Услышав звонок, уклонист кинулся в кабинет уклониться (все отрепетировано и подготовлено), Сонечка следом. Она не мешала и ждала своей очереди, но тут вошел сын. Звонок задыхался, стервенея; трое глядели друг на друга, прощаясь. Дмитрий Павлович сдался на пытки, достал парабеллум из письменного стола и приказал Павлуше спрятать на черной лестнице. «Может пригодиться, — сказал он. — И потом: требую от вас отречения». — «Какого отречения?» — «От меня».
Сын бросил пистолет в бочку с отбросами. Душок распада в укромном уголке в аду, товарищи покуривают внизу, карауля выход, помело наготове и бочка — предтеча послевоенной бочки, в которой внук подозревал нечистую силу; внука еще нет, еще тринадцать смертных лет до его рождения, эх, кабы взлететь и улететь отсюда к чертовой матери, но даже в детстве Павлуша, в отличие от Митюши, в нечистую силу не верил: бабушки не вынесли военного коммунизма и до тридцать шестого запрещены сказки как опиум. После обыска и ареста парабеллум из бочки переместится в Милое. «Может пригодиться», тем более что отречение не состоялось: философ не смог застрелиться вблизи близких; близкие — прослойка с «гнильцой» — не смогли отречься от него.

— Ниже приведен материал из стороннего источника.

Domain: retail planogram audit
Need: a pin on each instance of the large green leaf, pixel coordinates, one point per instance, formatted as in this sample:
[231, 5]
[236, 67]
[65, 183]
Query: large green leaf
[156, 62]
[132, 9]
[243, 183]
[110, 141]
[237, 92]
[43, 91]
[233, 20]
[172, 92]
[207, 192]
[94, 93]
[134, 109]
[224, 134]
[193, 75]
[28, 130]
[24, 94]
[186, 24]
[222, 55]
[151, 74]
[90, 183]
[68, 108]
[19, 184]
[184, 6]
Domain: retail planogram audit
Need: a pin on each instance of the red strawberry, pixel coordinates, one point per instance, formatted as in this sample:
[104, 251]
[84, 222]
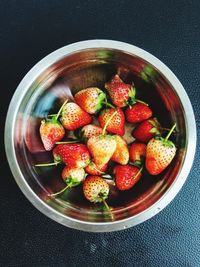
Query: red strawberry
[137, 153]
[90, 99]
[74, 117]
[90, 130]
[137, 113]
[119, 91]
[121, 154]
[146, 130]
[126, 176]
[94, 169]
[95, 189]
[101, 148]
[74, 155]
[51, 131]
[160, 153]
[72, 177]
[116, 125]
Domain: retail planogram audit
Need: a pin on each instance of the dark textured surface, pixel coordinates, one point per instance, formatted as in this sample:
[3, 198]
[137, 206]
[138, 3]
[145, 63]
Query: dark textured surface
[30, 30]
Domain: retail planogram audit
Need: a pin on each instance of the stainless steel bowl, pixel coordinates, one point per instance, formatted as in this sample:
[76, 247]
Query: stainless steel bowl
[60, 75]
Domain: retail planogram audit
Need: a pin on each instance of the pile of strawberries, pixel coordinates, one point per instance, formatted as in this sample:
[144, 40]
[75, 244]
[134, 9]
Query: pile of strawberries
[98, 144]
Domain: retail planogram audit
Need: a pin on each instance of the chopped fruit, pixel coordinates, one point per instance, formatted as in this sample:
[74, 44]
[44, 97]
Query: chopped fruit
[137, 113]
[137, 153]
[74, 117]
[146, 130]
[160, 153]
[121, 154]
[126, 176]
[116, 125]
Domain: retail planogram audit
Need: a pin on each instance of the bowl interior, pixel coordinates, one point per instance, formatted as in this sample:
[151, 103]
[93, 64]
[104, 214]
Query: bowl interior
[94, 67]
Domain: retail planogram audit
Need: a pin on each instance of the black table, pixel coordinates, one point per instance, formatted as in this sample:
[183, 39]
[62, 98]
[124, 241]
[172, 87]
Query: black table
[169, 30]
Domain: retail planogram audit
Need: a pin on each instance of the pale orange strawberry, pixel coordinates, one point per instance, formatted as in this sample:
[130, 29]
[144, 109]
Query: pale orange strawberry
[121, 154]
[90, 130]
[116, 125]
[51, 131]
[90, 99]
[95, 169]
[101, 148]
[159, 154]
[74, 117]
[95, 189]
[137, 153]
[119, 92]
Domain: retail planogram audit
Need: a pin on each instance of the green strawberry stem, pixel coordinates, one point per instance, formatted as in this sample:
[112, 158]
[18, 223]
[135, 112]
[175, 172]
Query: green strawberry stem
[138, 173]
[51, 115]
[107, 122]
[108, 208]
[106, 205]
[61, 191]
[167, 129]
[47, 164]
[60, 110]
[107, 104]
[170, 132]
[97, 169]
[68, 142]
[140, 101]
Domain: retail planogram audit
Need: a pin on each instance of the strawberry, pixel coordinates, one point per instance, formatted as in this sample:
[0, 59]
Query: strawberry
[74, 155]
[137, 113]
[160, 153]
[101, 148]
[51, 131]
[146, 130]
[116, 125]
[94, 169]
[95, 189]
[120, 92]
[73, 116]
[121, 154]
[72, 177]
[126, 176]
[137, 153]
[90, 130]
[90, 99]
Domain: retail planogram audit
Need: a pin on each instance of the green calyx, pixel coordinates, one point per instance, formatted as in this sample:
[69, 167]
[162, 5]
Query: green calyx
[132, 98]
[137, 163]
[100, 101]
[165, 140]
[72, 181]
[156, 127]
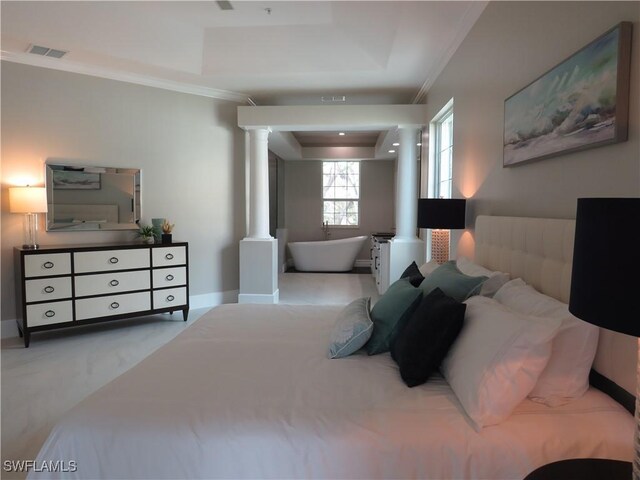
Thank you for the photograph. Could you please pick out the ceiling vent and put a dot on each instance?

Однако похождения парабеллума с Рурских заводов через закат Европы и восход новой эры еще не кончились. Сына простили, но ночной звонок, отцовский взгляд и склизкую черную лестницу — скрежет зубовный в запредельной тьме — он не позабыл и хранил пистолетик, ставший другом семьи, лично для себя. И даже проводив в прощальный путь самого великого и ужасного (ужас писателей, небезосновательный — Бич Божий!), Павел Дмитриевич с немецким романтизмом не расстался — как вдруг, в пятьдесят седьмом, «друг» исчез бесследно.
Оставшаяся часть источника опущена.